En regardant le débat sur Nicolas Hulot ce soir sur la 2 -vu le niveau des interventions, on ne peut pas vraiment parler de débat sur l’écologie, je constate qu’une fois de plus, tous les intervenants analysent la situation et les mesures à prendre en termes de bénéfice pour l’humanité. Le réchauffement climatique les inquiète à cause des conséquences sur les êtres humains, nos enfants, etc…

C’est déjà un grand succès pour Al Gore et Nicolas Hulot que ces thèmes soient devenus suffisamment sérieux pour qu’on en parle à une heure d’assez grande écoute. Mais le côté éthique et affectif de la relation de l’Homme à la terre et aux autres espèces animales reste lui complètement à l’écart.

Pourtant, quand on tue un gorille ou un phoque, il est on ne peut plus clair que c’est l’Humanité, avec un grand H cette fois-ci qu’on assassine. (Et en ce sens, les soldats primitifs et incultes qui ont tué ce gorille sont moins inquiétants pour notre futur que les actes commis sur les phoques par une nation aussi civilisée que l’est le Canada).
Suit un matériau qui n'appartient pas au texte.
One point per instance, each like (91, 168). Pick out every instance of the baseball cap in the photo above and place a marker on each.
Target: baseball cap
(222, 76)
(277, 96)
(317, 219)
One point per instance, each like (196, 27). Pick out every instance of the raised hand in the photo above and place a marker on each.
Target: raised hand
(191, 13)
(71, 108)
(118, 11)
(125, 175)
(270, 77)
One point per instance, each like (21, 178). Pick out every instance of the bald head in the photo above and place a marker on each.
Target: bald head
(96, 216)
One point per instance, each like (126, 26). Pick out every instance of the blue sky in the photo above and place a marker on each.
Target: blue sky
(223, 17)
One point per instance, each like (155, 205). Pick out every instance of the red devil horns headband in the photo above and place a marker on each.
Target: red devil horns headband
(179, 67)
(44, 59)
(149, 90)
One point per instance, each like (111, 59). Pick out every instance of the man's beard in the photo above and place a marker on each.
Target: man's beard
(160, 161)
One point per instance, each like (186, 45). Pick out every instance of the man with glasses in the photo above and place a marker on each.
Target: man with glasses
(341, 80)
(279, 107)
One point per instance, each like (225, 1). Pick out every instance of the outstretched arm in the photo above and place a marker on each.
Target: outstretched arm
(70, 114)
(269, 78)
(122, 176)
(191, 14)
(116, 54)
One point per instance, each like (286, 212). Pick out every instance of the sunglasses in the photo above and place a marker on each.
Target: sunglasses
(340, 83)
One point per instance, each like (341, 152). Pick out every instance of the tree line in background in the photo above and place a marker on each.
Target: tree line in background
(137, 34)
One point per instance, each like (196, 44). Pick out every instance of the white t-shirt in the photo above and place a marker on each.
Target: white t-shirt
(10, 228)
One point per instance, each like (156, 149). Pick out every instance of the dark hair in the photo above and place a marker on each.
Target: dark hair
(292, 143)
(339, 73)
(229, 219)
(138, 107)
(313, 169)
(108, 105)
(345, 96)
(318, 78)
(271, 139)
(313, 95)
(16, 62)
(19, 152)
Dans ce domaine, la science ne nous est pas d’un très grand secours. Comme le dit Romain Gary, « la science peut nous dire comment la mer est née, mais nulle quantité d’eau salée ne peut faire un océan sans cette chose étrange qui survient quand un homme pose les yeux sur lui ».

2 réflexions sur “La fin de l’Humanité précèdera de peu celle de l’humanité”

  1. Excusez-moi, mais je ne comprends absolument pourquoi tuer un gorille ou un phoque, c’est assassiner l’Humanité. Ce n’est pas du tout clair pour moi. Et quand j’écrase un moustique ou un ver de terre, c’est pareil ? Je me méfie des concepts vagues auxquelles on accole une majuscule ennoblissante. Qu’est-ce donc que l’Humanité ??